Finally, the question came up of how to actually turn these point-filled maps
into maps with actual polygons. This is where Shapely came in handy again: it has
some handy logic
for doing convex hull calculations.
So even though I’m storing points in `left_points`

and `right_points`

arrays,
these points actually fall on different sides of the line based on the line’s
angle. Shapely saves me from figuring this out - every four points are
constructed into a box, regardless of order.

## From Data to Map

Finally, I used TileMill to render this data into a semi-pretty map - as cute as my software-developer tendencies could do. Props to DC’s open data initiative for background data - buildings, water, parks, and roads - and Color Brewer for holding my hand through choosing classy colors.

And to get from that map to the web, I posted my first map to my bright and shiny TileStream Hosting account, which now serves from the MBTiles

## Alternative paths

You could also ‘just’ combine runs of points into short line segments, assign them a value, and use variable-width line strokes to produce something of the same effect.

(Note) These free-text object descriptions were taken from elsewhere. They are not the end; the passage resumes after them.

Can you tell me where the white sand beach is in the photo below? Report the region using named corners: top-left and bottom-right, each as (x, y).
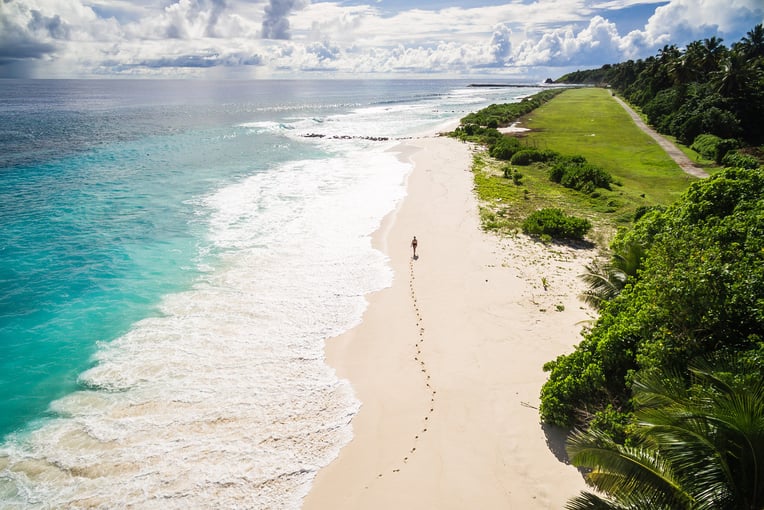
top-left (303, 135), bottom-right (596, 509)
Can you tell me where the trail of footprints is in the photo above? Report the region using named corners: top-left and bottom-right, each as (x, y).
top-left (377, 257), bottom-right (437, 479)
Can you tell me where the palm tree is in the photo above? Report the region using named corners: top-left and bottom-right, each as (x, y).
top-left (714, 50), bottom-right (757, 99)
top-left (738, 24), bottom-right (764, 60)
top-left (680, 41), bottom-right (705, 81)
top-left (700, 37), bottom-right (727, 76)
top-left (566, 361), bottom-right (764, 510)
top-left (579, 243), bottom-right (645, 309)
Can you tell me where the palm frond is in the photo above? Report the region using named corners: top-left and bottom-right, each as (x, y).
top-left (565, 491), bottom-right (632, 510)
top-left (578, 260), bottom-right (626, 308)
top-left (567, 428), bottom-right (696, 509)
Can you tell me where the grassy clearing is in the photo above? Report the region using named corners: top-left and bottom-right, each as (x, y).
top-left (615, 97), bottom-right (722, 175)
top-left (471, 87), bottom-right (702, 245)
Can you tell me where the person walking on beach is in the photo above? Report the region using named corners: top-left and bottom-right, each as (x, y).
top-left (411, 236), bottom-right (418, 259)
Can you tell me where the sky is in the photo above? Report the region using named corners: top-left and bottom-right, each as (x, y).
top-left (0, 0), bottom-right (762, 79)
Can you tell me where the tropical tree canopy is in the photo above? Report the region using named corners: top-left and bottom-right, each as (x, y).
top-left (578, 242), bottom-right (645, 310)
top-left (557, 25), bottom-right (764, 146)
top-left (541, 167), bottom-right (764, 430)
top-left (566, 359), bottom-right (764, 510)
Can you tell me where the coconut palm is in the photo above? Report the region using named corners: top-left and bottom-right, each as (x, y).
top-left (738, 24), bottom-right (764, 60)
top-left (566, 361), bottom-right (764, 510)
top-left (579, 243), bottom-right (645, 309)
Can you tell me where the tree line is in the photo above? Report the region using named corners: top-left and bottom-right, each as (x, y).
top-left (557, 25), bottom-right (764, 164)
top-left (545, 28), bottom-right (764, 509)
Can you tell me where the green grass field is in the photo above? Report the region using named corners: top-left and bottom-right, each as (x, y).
top-left (472, 87), bottom-right (702, 244)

That solution could never really solve the problem of being able to join multiple widths and represent fluid changes that well. I’m also really interested in the fact that this method leads to geographical features - I’ve added multiple colors based on heartrate, but otherwise the result could be converted into GeoJSON and used with polymaps or whatnot. I’m creating geographic data as visualization, rather than an implementation-specific symbolizer.

## The Site

I built a quick site to show off this map which only has one cool feature - instead of tooltips disappearing when you roll your mouse over the line, they shift downwards on the page. If you run your mouse along a line, then you create an ephemeral bar graph of the bpm measurements along that line. It’s a neat sort of incidental visualization, and also kind of a cool psychological mimic behavior - you’re more or less reenacting a thing to take a measurement of it.

So check it out - it’s a fun little experiment, hopefully to be followed by a few more.

*(full disclosure: I had something to do all of the
MapBox tools I used, and I get a free TileStream
hosting account for working at DS)*